During the winter of 1935-36, Walker Evans moved through the American South on assignment from the Farm Security Administration. Evans and the other FSA photographers were given great freedom to select subjects and even locations for their work. They all depicted people in their homes and workplaces, suffering, enduring, and waiting out hard times. Evans was unusual in choosing also to show architectural subjects — boarding houses, farm shacks, shops, and the like, and the billboards, marquees, and other public advertising of the time. He took the following photographs one late morning in December 1935 on a street in Selma, Alabama.

All come from FSA collections in LC's Prints and Photos Division. All have captions by LC staff made from information in the FSA sets of negatives and prints.
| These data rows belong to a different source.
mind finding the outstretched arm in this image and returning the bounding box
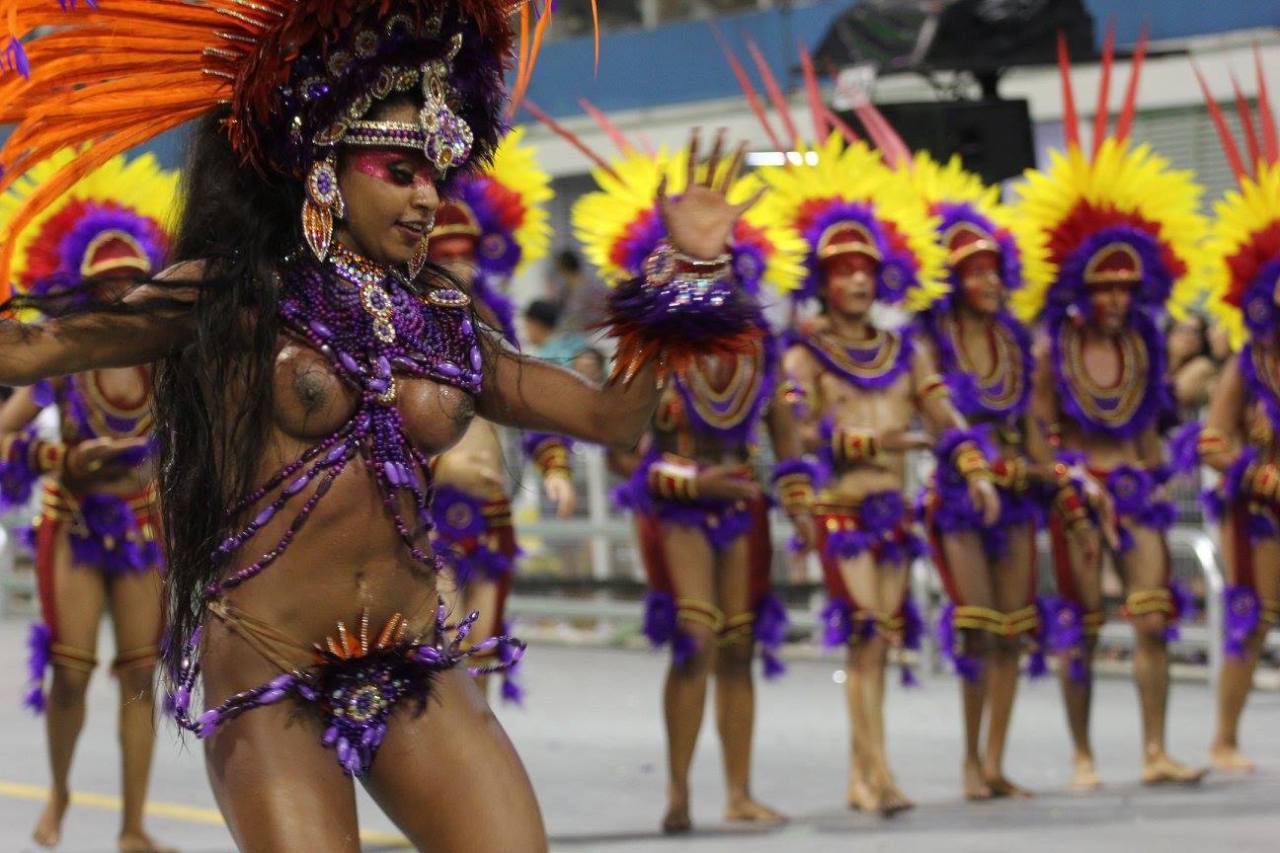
[0,269,198,385]
[477,346,658,451]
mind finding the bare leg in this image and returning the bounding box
[659,524,717,834]
[201,635,361,852]
[836,553,877,811]
[715,536,784,825]
[938,531,994,801]
[107,567,173,853]
[1056,530,1102,790]
[34,530,107,850]
[984,522,1035,798]
[1121,528,1206,785]
[1210,530,1279,771]
[841,553,913,815]
[364,669,546,852]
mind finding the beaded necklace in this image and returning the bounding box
[1051,311,1164,439]
[57,369,154,442]
[205,248,480,601]
[670,336,774,443]
[799,327,913,391]
[931,310,1031,421]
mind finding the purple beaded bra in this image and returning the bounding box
[169,245,523,777]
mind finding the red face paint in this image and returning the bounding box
[347,149,435,189]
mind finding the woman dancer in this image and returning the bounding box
[909,151,1058,800]
[1188,58,1280,771]
[1014,32,1206,788]
[571,135,814,833]
[0,2,765,847]
[0,151,176,852]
Evans was notorious for failing to give details about his pictures and these are no exception.

Evans took these two at the same location at almost the same time:

{Sidewalk scene in Selma, Alabama}

{Sidewalk scene in Selma, Alabama}

As you can see from the white-hatted shoeshine man on the right of the top photo and on the left of the bottom one, the two can almost be combined into a seamless panorama image. He moved the camera between the two shots and that took enough time so that the scene in the open doorway changed (people in the first and a dog in the second), but the time elapsed was small enough so that shoeshine man holds the same pose in both.

Here are the two images stitched together side by side:

Evans liked to take photos in strong light with the sun high but not directly overhead. He used a slow shutter to capture fine detail and keep both foreground and background in focus. The slow shutter is apparent where you see blurred motion of figures in the shadows.